The two professors concluded, “In the context of adjuvant chemotherapy for colon cancer, determining which drugs are effective or ineffective according to current guidelines remains a relatively unique clinical scenario. In the future, research in the pharmaceutical field will focus on how to combine different drugs for individual patients to maximize therapeutic efficacy while minimizing toxic side effects. The emergence of even one successful case in AI-guided clinical medication for cancer treatment would signify a breakthrough and open new avenues, ultimately benefiting countless patients.”
It is reported that,Currently, the team is also conducting scientific research collaborations with Beijing Meizhong Airui Cancer Hospital and other cancer centers., and promote the development of AI in the field of clinical decision support.
Brief Biographies of the Two Professors

Professor Lu Xinghua is a tenured professor in the Department of Biomedical Informatics at the University of Pittsburgh. He previously served as the project lead for the U.S. National Big Data to Knowledge (BD2K) Center.
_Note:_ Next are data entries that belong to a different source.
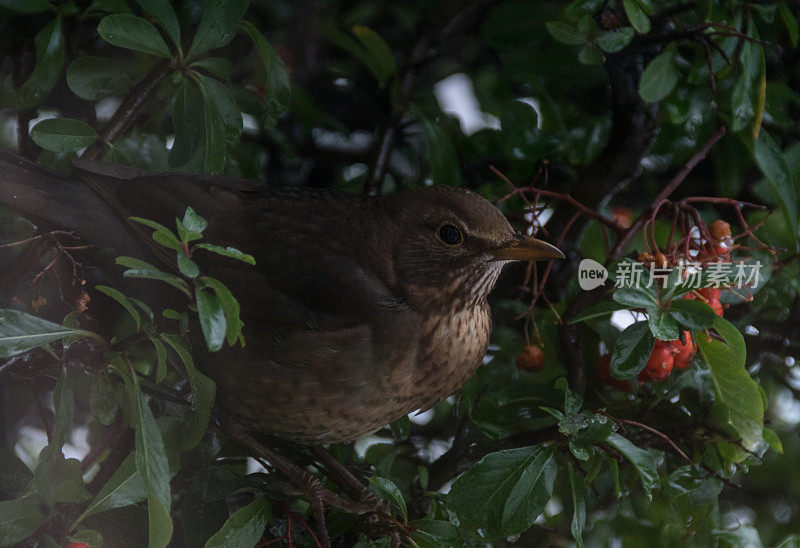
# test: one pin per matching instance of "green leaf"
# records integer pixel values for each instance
(203, 391)
(505, 492)
(244, 528)
(131, 32)
(19, 518)
(692, 314)
(635, 297)
(276, 85)
(614, 41)
(26, 6)
(162, 13)
(772, 439)
(142, 269)
(150, 456)
(591, 55)
(636, 16)
(124, 488)
(231, 252)
(192, 224)
(63, 408)
(442, 155)
(230, 307)
(212, 319)
(20, 332)
(122, 300)
(772, 163)
(743, 99)
(57, 479)
(576, 483)
(376, 54)
(790, 21)
(644, 461)
(50, 57)
(162, 234)
(218, 66)
(217, 27)
(659, 78)
(631, 351)
(104, 398)
(737, 396)
(231, 115)
(93, 78)
(187, 266)
(566, 34)
(662, 325)
(63, 134)
(389, 491)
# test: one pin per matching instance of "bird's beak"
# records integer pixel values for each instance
(526, 248)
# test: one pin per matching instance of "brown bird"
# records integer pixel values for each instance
(358, 310)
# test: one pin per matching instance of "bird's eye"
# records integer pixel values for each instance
(451, 235)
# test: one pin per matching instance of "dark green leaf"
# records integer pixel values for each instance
(442, 155)
(644, 460)
(504, 492)
(19, 518)
(162, 13)
(692, 314)
(63, 134)
(104, 398)
(773, 165)
(124, 488)
(20, 332)
(230, 307)
(636, 16)
(613, 41)
(659, 78)
(577, 487)
(389, 491)
(212, 319)
(737, 395)
(93, 78)
(377, 55)
(162, 234)
(276, 86)
(244, 528)
(50, 56)
(632, 351)
(122, 300)
(219, 94)
(217, 27)
(662, 325)
(218, 66)
(27, 6)
(58, 479)
(142, 269)
(203, 391)
(566, 34)
(63, 408)
(131, 32)
(231, 252)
Professor Lu possesses extensive biomedical research experience spanning basic science, clinical practice, artificial intelligence, and informatics; he also has rich experience in translating academic achievements into industrial and commercial applications. HisResearch findings have been published in leading journals across multiple disciplines. ItsThe research group primarily develops artificial intelligence methods to advance basic research, translational medicine, and clinical decision support. Currently, the group applies causal methodology, Bayesian causal networks, and deep learning to basic and translational cancer research. The group has previouslyReceived funding from multiple NIH grants; also awardedUPMC(Funded by the academic medical center affiliated with the University of Pittsburgh School of Medicine) to develop AI-powered products for guiding cancer immunotherapy.
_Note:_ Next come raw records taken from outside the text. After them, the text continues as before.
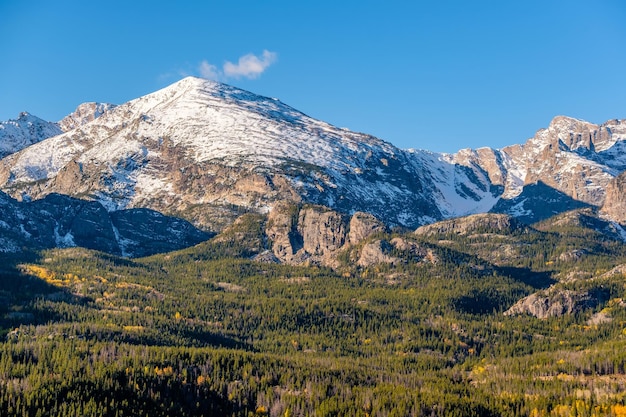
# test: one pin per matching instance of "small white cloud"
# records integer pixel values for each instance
(209, 71)
(249, 66)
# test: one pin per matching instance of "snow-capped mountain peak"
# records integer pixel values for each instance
(84, 113)
(208, 151)
(24, 131)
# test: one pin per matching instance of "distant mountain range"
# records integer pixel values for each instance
(208, 152)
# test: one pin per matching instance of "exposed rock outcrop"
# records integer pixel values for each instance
(556, 302)
(83, 114)
(376, 252)
(362, 225)
(615, 203)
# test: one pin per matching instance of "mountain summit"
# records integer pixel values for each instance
(209, 152)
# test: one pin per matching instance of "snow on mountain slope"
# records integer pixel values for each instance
(22, 132)
(208, 152)
(83, 114)
(201, 143)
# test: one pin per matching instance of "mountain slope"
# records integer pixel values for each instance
(24, 131)
(209, 152)
(61, 221)
(202, 144)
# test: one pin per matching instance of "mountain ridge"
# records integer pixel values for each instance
(208, 152)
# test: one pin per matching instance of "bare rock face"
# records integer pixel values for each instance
(363, 225)
(376, 252)
(282, 231)
(323, 230)
(83, 114)
(556, 302)
(615, 203)
(317, 234)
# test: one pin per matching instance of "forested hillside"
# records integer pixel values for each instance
(208, 331)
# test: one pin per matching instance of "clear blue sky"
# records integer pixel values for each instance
(437, 75)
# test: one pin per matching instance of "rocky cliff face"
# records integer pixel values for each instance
(615, 203)
(84, 113)
(24, 131)
(556, 303)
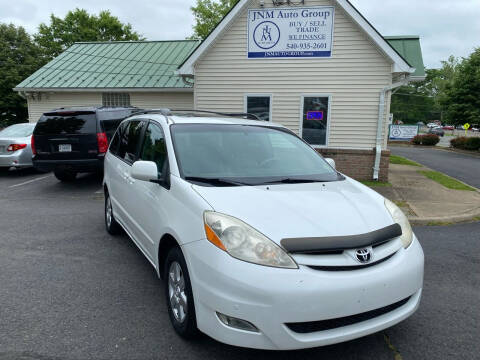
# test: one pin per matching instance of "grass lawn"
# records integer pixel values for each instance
(375, 183)
(395, 159)
(445, 180)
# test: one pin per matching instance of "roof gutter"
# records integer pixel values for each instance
(381, 119)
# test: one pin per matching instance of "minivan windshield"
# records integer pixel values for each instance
(224, 154)
(17, 130)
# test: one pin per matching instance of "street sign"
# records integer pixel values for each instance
(402, 132)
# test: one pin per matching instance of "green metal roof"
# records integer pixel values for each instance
(408, 47)
(121, 64)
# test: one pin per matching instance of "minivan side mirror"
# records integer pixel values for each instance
(144, 170)
(331, 162)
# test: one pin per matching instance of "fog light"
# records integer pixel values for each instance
(237, 323)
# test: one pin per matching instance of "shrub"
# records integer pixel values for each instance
(430, 139)
(427, 139)
(472, 143)
(417, 140)
(459, 142)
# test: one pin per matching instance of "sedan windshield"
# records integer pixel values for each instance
(18, 130)
(228, 155)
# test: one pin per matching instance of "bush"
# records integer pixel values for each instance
(459, 142)
(473, 143)
(427, 139)
(417, 140)
(466, 143)
(430, 139)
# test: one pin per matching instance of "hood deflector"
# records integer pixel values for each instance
(338, 243)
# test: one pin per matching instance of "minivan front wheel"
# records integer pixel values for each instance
(179, 296)
(113, 228)
(65, 175)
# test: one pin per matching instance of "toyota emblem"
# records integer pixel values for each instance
(363, 255)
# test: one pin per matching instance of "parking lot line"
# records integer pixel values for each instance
(29, 181)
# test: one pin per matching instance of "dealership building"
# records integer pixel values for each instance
(316, 66)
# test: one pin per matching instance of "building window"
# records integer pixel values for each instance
(315, 119)
(116, 99)
(260, 105)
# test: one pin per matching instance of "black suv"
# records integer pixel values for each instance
(74, 140)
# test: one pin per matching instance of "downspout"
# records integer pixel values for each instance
(381, 118)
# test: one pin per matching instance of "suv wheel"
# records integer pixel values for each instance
(113, 228)
(178, 293)
(65, 175)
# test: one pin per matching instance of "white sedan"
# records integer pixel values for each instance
(260, 241)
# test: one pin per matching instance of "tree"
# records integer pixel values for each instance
(79, 25)
(208, 13)
(462, 96)
(424, 100)
(19, 58)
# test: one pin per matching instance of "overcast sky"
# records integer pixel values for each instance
(446, 27)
Professor Sun Min,Doctor of Medicine (MD) 、Ph.D. in Biology; Assistant Professor, University of Pittsburgh School of Medicine;Oncologist and Hematologist, UPMC.Professor Sun Min currently represents UPMC atBeijingServed as Chief Medical Officer for the US-China iCancer Hospital project.With over two decades of experience in clinical practice and research in oncology, he has extensive expertise in breast cancer, gastrointestinal tumors, and other common malignancies. He is currently board-certified by the American Board of Internal Medicine in Hematology and Medical Oncology.
Supplementary Introduction: About Beijing Meizhong Airui Cancer Hospital (hereinafter referred to as “Meizhong Airui”)
US-China Airui is committed to advancing cutting-edge technologies in oncology diagnosis and treatment. It has established an in-depth collaboration with UPMC (the academic medical center affiliated with the University of Pittsburgh School of Medicine) to jointly establish an international telemedicine consultation center, formulating combined diagnostic and therapeutic plans for patients. The US-China Airui Drug Clinical Trial Institution was established in January 2021, completed its initial filing with the National Medical Products Administration’s Drug Clinical Trial Institution (GCP) registry in August 2021, and passed the on-site inspection in November 2021. It is qualified to undertake Phase I, II, III, and IV clinical trials of anti-tumor drugs, with research primarily focused on the treatment of solid tumors. Currently, US-China Airui has reached a preliminary cooperation agreement with the inventing institution regarding research on AI systems guiding clinical decision-making.